The detection method also comprises event clustering, wherein various evidences are analyzed and clustered to realize dynamic perception of various safety events, and the event clustering is to divide the data into different data classes according to different characteristics of the data under an unsupervised condition. The aim is to keep the distance between individuals belonging to the same category as small as possible, while the distance between individuals belonging to different categories is as large as possible. In the forensics system based on active defense, alarm events occurring in clusters can be analyzed through clustering, abnormal rules are found, and therefore early warning information is generated.

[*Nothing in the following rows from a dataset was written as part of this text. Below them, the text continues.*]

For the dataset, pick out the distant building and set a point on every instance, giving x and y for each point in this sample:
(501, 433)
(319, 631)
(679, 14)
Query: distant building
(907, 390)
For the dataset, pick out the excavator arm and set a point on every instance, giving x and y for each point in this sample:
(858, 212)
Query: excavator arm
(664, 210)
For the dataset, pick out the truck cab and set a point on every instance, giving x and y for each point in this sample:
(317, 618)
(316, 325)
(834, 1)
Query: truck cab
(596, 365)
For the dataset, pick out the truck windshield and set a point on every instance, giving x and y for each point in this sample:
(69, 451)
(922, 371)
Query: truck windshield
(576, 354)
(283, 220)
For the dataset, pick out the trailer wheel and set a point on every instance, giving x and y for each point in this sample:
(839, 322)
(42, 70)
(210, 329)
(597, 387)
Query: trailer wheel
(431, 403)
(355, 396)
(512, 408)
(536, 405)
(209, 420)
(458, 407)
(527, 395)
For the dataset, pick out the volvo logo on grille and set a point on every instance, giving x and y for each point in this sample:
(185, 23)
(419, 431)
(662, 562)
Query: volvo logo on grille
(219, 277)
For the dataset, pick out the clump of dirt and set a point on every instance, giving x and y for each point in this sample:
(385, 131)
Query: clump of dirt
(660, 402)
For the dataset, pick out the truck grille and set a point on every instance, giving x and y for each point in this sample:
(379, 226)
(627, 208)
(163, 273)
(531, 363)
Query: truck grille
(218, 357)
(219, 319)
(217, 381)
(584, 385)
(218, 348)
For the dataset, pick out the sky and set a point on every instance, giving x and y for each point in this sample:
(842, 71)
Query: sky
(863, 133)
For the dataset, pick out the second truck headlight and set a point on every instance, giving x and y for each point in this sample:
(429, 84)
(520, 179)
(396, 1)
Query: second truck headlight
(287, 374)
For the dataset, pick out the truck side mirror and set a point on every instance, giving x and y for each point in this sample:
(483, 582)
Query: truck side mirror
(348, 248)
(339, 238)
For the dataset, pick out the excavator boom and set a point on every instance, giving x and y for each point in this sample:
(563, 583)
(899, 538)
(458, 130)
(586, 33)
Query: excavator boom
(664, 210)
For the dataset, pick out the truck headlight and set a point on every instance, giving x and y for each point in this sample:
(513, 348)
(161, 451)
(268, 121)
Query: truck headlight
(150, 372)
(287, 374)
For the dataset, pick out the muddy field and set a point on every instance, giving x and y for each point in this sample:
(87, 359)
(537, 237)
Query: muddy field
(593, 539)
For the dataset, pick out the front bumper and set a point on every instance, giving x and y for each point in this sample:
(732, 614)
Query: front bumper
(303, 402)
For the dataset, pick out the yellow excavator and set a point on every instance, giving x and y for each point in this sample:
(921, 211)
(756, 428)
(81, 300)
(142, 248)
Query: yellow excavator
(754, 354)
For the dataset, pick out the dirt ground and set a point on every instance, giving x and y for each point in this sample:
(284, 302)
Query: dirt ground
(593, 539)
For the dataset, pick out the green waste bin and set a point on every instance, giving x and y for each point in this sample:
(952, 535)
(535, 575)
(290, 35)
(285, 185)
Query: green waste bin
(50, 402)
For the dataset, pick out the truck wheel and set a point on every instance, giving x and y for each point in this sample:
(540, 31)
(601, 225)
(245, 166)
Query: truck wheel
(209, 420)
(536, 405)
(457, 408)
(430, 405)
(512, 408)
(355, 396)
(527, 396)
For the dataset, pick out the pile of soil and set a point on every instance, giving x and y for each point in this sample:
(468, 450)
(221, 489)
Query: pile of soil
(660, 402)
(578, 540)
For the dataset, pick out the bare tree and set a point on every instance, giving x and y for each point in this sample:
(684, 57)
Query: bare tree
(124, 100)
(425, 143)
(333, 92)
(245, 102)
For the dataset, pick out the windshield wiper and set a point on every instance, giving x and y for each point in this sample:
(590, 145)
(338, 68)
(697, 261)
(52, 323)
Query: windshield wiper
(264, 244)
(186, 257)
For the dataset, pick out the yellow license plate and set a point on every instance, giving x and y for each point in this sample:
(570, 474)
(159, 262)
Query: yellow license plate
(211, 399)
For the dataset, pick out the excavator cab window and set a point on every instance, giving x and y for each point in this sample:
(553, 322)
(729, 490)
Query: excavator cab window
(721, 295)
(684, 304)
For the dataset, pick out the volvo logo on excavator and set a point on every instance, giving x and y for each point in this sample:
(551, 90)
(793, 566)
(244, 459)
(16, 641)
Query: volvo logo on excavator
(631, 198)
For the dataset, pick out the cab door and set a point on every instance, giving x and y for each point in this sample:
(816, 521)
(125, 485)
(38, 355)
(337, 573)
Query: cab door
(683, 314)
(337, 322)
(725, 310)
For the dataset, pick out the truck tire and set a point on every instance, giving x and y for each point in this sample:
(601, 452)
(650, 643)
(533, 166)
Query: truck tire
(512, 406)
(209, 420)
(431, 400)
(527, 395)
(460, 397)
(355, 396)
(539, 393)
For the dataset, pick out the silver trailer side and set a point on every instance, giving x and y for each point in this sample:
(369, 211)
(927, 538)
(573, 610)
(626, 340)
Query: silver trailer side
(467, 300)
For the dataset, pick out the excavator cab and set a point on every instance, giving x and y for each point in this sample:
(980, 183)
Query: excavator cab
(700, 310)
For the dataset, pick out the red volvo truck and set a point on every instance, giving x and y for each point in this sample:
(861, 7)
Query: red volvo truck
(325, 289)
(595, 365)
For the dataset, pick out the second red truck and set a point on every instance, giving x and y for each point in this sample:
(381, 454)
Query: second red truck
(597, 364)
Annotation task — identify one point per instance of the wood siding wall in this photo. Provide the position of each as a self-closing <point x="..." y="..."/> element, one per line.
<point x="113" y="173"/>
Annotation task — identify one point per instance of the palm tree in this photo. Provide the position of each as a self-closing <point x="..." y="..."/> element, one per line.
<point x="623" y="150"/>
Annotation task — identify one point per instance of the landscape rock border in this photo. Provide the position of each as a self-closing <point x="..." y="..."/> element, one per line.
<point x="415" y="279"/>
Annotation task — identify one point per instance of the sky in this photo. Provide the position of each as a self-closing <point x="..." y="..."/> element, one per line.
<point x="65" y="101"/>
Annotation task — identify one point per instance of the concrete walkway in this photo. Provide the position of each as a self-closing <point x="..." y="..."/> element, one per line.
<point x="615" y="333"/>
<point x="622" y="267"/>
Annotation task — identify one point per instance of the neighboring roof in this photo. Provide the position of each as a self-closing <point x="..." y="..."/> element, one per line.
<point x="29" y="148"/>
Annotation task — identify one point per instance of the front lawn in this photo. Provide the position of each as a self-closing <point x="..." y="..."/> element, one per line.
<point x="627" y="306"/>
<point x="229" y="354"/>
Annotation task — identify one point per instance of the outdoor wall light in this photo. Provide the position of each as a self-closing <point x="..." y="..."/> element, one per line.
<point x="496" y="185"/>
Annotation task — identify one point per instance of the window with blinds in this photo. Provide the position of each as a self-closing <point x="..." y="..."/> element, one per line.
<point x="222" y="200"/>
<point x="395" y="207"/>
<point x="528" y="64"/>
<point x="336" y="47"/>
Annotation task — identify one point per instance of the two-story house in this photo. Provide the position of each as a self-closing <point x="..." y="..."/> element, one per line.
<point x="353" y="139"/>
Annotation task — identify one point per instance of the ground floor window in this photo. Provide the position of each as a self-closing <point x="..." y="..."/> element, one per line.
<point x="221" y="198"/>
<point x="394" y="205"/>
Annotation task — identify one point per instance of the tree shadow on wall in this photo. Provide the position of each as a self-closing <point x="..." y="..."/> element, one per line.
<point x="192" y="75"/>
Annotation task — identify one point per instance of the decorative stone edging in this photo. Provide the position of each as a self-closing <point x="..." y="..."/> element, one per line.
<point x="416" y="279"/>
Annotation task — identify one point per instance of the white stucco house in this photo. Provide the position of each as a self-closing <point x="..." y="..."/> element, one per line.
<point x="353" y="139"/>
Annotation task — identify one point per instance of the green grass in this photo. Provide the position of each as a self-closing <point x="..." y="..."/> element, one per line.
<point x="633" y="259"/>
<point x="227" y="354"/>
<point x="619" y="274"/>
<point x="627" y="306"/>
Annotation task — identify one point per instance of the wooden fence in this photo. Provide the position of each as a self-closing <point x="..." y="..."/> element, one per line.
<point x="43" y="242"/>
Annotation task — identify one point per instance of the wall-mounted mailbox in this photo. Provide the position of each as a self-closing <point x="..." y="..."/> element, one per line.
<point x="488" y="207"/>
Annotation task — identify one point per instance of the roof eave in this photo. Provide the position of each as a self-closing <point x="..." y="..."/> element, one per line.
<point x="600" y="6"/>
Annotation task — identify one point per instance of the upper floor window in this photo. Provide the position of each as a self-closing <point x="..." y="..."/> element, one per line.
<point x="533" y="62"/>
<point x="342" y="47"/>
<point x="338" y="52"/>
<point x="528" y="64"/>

As shown in fig. 2, an APT threat detection system based on intrusion approach includes:
the system comprises an evidence presentation module, a behavior evidence correlation analysis module, a knowledge base module, an evidence preservation module and an evidence collection module, wherein the behavior evidence correlation analysis module, the knowledge base module and the evidence preservation module are respectively connected with the evidence presentation module; the behavior evidence correlation analysis module is connected with the knowledge base module, and the knowledge base module is connected with the evidence preservation module; the knowledge base and the evidence preservation module are respectively connected with the evidence collection module.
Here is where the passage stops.